At first I felt sort of self-conscious. I felt a bit like an imposter, like anyone could look at me and I would be found out! But then, I put on the sunglasses. I don’t know what it was about the sunglasses, but suddenly I just felt like, “Yes. This could be me. I could have a cool, edgy, mysterious alter ego.” From that point on the rest of the shoot was a blast! I felt so good and I had so much fun pretending to be someone who was different from myself.
What I found about taking those photos is that the sort of person I was trying to embody was not someone who would have questioned how she looked. She was confident in her life and her experience and she knew she looked good. So that is how I felt.

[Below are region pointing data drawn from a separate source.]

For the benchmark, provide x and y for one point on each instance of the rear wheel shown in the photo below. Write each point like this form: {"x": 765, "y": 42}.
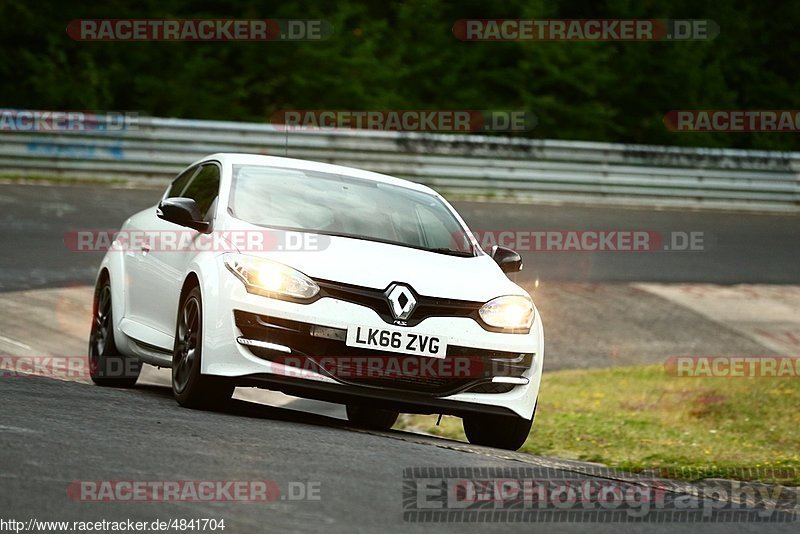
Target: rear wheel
{"x": 107, "y": 366}
{"x": 192, "y": 389}
{"x": 371, "y": 418}
{"x": 502, "y": 432}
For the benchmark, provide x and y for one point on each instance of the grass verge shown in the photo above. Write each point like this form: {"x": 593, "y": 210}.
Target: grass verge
{"x": 641, "y": 419}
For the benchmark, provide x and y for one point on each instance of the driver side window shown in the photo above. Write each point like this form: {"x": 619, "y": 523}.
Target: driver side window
{"x": 204, "y": 188}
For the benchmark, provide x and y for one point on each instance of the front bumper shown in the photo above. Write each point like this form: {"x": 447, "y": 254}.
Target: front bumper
{"x": 300, "y": 349}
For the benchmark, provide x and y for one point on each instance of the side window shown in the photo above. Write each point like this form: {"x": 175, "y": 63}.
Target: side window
{"x": 204, "y": 188}
{"x": 179, "y": 183}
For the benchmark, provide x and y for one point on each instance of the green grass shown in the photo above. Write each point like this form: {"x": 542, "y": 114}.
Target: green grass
{"x": 640, "y": 418}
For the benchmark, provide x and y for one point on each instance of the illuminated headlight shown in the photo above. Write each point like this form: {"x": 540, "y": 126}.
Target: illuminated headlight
{"x": 270, "y": 278}
{"x": 512, "y": 311}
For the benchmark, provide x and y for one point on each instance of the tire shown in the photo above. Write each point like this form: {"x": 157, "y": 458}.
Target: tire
{"x": 371, "y": 418}
{"x": 107, "y": 366}
{"x": 190, "y": 388}
{"x": 502, "y": 432}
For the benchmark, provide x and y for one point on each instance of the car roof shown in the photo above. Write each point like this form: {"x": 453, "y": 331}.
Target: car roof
{"x": 229, "y": 158}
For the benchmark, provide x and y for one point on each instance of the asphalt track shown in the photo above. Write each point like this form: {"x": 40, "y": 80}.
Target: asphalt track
{"x": 53, "y": 433}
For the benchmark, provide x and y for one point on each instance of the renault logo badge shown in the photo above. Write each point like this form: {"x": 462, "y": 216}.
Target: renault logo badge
{"x": 401, "y": 301}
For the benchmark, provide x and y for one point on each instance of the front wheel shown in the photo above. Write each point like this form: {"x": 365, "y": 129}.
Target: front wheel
{"x": 107, "y": 366}
{"x": 192, "y": 389}
{"x": 503, "y": 432}
{"x": 371, "y": 418}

I think there is certainly some value in the “fake it till you make it” mentality. Sometimes just “faking” an unwavering self confidence can suddenly make it feel real.
To be quite honest, taking the photo shoots is not always a wonderful experience. I have never really liked having my photo taken, even when I knew no one would see it. And these photos are photos I am intentionally going to put up on the internet to try to celebrate how I look. It can be very hard to celebrate how I look now. I would say most days that is not my mentality. So there is a lot of worry before and after the photo shoots. (Of course, during the photo shoots Danielle is wonderful and makes it fun and I do get to feel just a little bit like a model…)
We got the photos back a couple days ago and I LOVE them. Yep there are definitely ones that are not terribly flattering (for the sake of authenticity we tucked our shirts into our jeans which is just never going to be a cute look). My stomach sticks out, there are love handles and double chins and most of the time that is the first thing I can see about a picture. However, even though all those things are present, that is not the first thing I noticed about these pictures. The first thing I noticed was how much fun it looks like Rachell and I are having. And I remembered how good I felt that day. And I think that is definitely someone who is embraceable now.